Part B - How stack unwinding works

Stack Primer

  • When a function is called, a stack frame keeps track of the function’s arguments, and its entry and exit points.
  • A processor register is assigned a stack point (‘sp’) that references the object most recently put on the stack. The memory implementing that stack expands downwards towards lower memory addresses (so-called ‘full-descending’).
  • Stack memory must be aligned to byte boundaries (16 bytes for AArch64). This is enforced by the hardware (but can be deactivated on some Arm models).

Details

How stack unwinding works in AArch64 processors?

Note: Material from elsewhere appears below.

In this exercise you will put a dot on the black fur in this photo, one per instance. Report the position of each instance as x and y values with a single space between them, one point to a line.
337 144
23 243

A special kernel function performs stack unwinding. When called, the function gets the frame pointer (FP) of the calling function. This FP refers to the stack frame which is represented by the struct stack_frame structure. It contains a pointer to the stack frame of the function that has called the calling function.

This means we have a linked list of stack frames that ends when the next obtained FP equals 0 according to AAPCS64 (the procedure call standard for AArch64). In each stack frame, we can retrieve a return address where the calling function should delegate control after it finishes its work. Using the fact that a return address should point out inside the calling function, we can get the symbolic names of all functions, up to and including the point where FP=0.

To do so, we keep the names of the functions and their begin and end addresses. This can be implemented using the Linux kernel subsystem called kallsyms.

The core problem can be boiled down to this: how do we move the program counter from one place to another (a jump) and resume processing without problems?

This action can be expressed in assembly language as:

Let’s look at these in more detail.

1. Instruction to jump

Procedures are invoked with BL. The 32-bit instruction can be visualized as follows:

|    |    |    |    |    |    |    |    |    |    |    |    |    |    |    |    |    |    |    |    |    |    |    |    |    |    |    |    |    |    |    |    |
  31   30   29   28   27   26   25   24   23   22   21   20   19   18  

17   16   15   14   13   12   11   10   09   08   07   06   05   04  

03   02   01   00
| 1  | 0    0    1    0    1  |                                            imm26                                                                   

|

Here, imm26 is a 26-bit PC offset.

2. address to jump to

We calculate where to jump to using:

bits(64) offset = SignExtend(imm26:'00', 64)

The offset shifts by two bits to the left and converts to 64 bit (i.e. the high bits fill with 1 if imm26 < 0, and with 0, otherwise).

The address to jump to is then:

Address = PC + offset

The offset is labeled and used in the BL instruction. (Instructions in AArch64 always take 4 bytes, which is an advantage compared to x86.) The register X30 (also known as the Link Register) is set to PC+4. This is the return address for RET (defaults to X30 if not specified).

So, for the complementary instruction RET, it is enough to retrieve the saved LR value and transfer control onto it and return into the calling function.

The problem: What happens if the called function calls another function itself?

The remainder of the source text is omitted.